Ryan v York Condominium Corporation No. 340, 2016 ONSC 2470
Decision Date: April 13, 2016
Mr. Ryan owns a unit in YCC 340. Since the corporation’s establishment in 1977 construction deficiencies have lead to intermittent water penetration problems, depending on the weather. Over the years various Boards have attempted to fix the problems. In spring 2010 a storm caused water damage in Mr. Ryan’s unit. Mr. Ryan informed the Board who hired a contractor to begin repairs. Over the next few years (until all work was finally completed in the fall of 2014) there followed more water damage, more contractors, mould growth in the unit, Mr. Ryan’s move from the premises to live at his family’s farm, interior and exterior repairs, and a special assessment to pay for the work needed.

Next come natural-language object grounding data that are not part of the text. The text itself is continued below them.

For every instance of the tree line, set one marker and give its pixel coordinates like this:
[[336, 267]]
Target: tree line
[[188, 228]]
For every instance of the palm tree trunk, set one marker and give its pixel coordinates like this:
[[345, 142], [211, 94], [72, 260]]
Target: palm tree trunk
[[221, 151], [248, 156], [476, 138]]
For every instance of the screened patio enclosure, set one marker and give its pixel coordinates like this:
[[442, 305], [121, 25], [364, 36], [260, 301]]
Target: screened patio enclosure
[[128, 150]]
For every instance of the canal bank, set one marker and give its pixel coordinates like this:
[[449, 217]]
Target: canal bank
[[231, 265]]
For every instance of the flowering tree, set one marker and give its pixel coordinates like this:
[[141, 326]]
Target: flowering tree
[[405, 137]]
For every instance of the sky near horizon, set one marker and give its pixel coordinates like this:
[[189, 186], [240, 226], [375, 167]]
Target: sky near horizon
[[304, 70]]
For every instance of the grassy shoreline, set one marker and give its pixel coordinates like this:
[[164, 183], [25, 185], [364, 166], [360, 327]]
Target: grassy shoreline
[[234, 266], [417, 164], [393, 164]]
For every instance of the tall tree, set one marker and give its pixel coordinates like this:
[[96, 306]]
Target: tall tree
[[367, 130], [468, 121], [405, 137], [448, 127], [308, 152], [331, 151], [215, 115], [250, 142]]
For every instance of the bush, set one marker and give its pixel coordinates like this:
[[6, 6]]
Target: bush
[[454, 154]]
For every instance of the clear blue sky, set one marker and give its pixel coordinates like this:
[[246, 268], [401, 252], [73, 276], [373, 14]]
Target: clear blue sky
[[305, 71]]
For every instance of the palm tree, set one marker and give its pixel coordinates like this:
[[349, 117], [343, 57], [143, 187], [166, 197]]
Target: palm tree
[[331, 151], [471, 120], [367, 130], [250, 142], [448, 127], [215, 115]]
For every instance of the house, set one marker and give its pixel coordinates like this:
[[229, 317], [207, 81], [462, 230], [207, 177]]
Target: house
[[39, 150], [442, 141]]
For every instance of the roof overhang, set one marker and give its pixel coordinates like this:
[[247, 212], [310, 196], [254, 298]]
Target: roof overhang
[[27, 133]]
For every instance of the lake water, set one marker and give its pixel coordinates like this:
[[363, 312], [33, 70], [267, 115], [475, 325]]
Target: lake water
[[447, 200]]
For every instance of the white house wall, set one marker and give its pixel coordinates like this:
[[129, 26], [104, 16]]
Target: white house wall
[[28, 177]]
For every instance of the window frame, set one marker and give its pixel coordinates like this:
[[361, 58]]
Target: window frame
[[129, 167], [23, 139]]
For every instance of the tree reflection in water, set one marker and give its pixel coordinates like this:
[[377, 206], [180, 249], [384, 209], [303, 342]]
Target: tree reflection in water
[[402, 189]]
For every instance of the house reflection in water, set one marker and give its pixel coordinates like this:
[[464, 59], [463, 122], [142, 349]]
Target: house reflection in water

In this action, Mr. Ryan requests about $79,000 in special damages, $150,000 in general damages for psychological distress, and a declaration that YCC 340 breached its maintenance and repair obligations under the Condominium Act and that its conduct amounted to oppression towards him. Justice Perell awarded Mr. Ryan about $69,000 in special damages but declined to make an award for general damages. He also dismissed the claim for an oppression remedy, saying that YCC 340’s conduct was “ineffective until recently” but not abusive or oppressive.
Comment: Justice Perell previously (Feb 2016) rejected YCC 340’s request that the matter be settled by mediation/arbitration, on the grounds that the core of the matter was the oppression claim.
York Region Condo. Corp. No. 922 v Frank Lu et al, 2016 ONSC 2565
Decision Date: April 15, 2016
Mr. Lu is the owner of a unit in YRCC No. 922. In January 2014 flooding was discovered in the basement of the unit. A few days later a contractor was permitted entry to investigate and provide a quote for repair work. About a month later, YRCC No. 922 contacted Mr. Lu’s counsel to request entry to the unit in order to do repairs. Mr. Lu refused permission to enter and continued to refuse or block a number of requests for entry for the next ten months. In November 2014 counsel for YRCC No. 922 informed Mr. Lu that if he didn’t allow the contractors to enter the unit and carry out repairs, they would commence a court application. Mr. Lu refused and this application is the result.
Justice Gilmore found that Mr. Lu’s reasons for refusing entry to his unit “defy logic” and granted YRCC No. 922 an order permitting them to inspect and carry out repairs to the unit. She also ordered Mr. Lu to pay legal costs in the amount of $12,000.
Comment: An owner can refuse entry to a condominium corporation’s contractors, but only on reasonable grounds.
Elena Balland v York Condominium Corporation No. 201, 2016 ONSC 2405
Decision Date: April 8, 2016
In December 2015 Ms Balland was ordered to pay $9344 ($9000 in legal costs and $344 for a plumber’s visit) to YCC No. 201. This is a successful appeal of that costs endorsement.
In May 2014 YCC No. 201 required access to Ms Balland’s bathroom to carry out plumbing repairs to a neighbour’s unit. Ms. Balland refused access, on the grounds that she had not received a satisfactory guarantee to cover damages. She had recently renovated the bathroom and was concerned that it might be marred. After counsel for YCC No. 21 got in touch, Ms Balland agreed to provide access at a time when she could be present. The inspection was carried out and the bathroom was (apparently) left in disarray, with a hole in the ceiling covered over with scotch tape. Lawyers’ letters went back and forth. YCC No. 201 scheduled a plumber to repair the damage on March 3, 2015, despite knowing that Ms Balland was not available on that date. When the plumber arrived he could not gain access. (This was the $344 in costs for a plumber’s visit.)
At the costs hearing, YCC No. 21 requested costs of just under $28,000 (full indemnity) or $19,500 (partial indemnity). The judge awarded $9000. The appeal judges found that the trial judge made an error in principle, as this amount was “wholly disproportionate” to the facts and circumstances of the case.
Comment: Among the reasons given, the appeal judges stated that the costs claimed by YCC No. 21 “result largely from the fact that [they] engaged in protracted litigation by commencing legal proceedings prematurely, using legal counsel to address daily practical issues that could and should have been dealt with by management, and thereafter, prolonging the proceeding by adding many unnecessary steps.”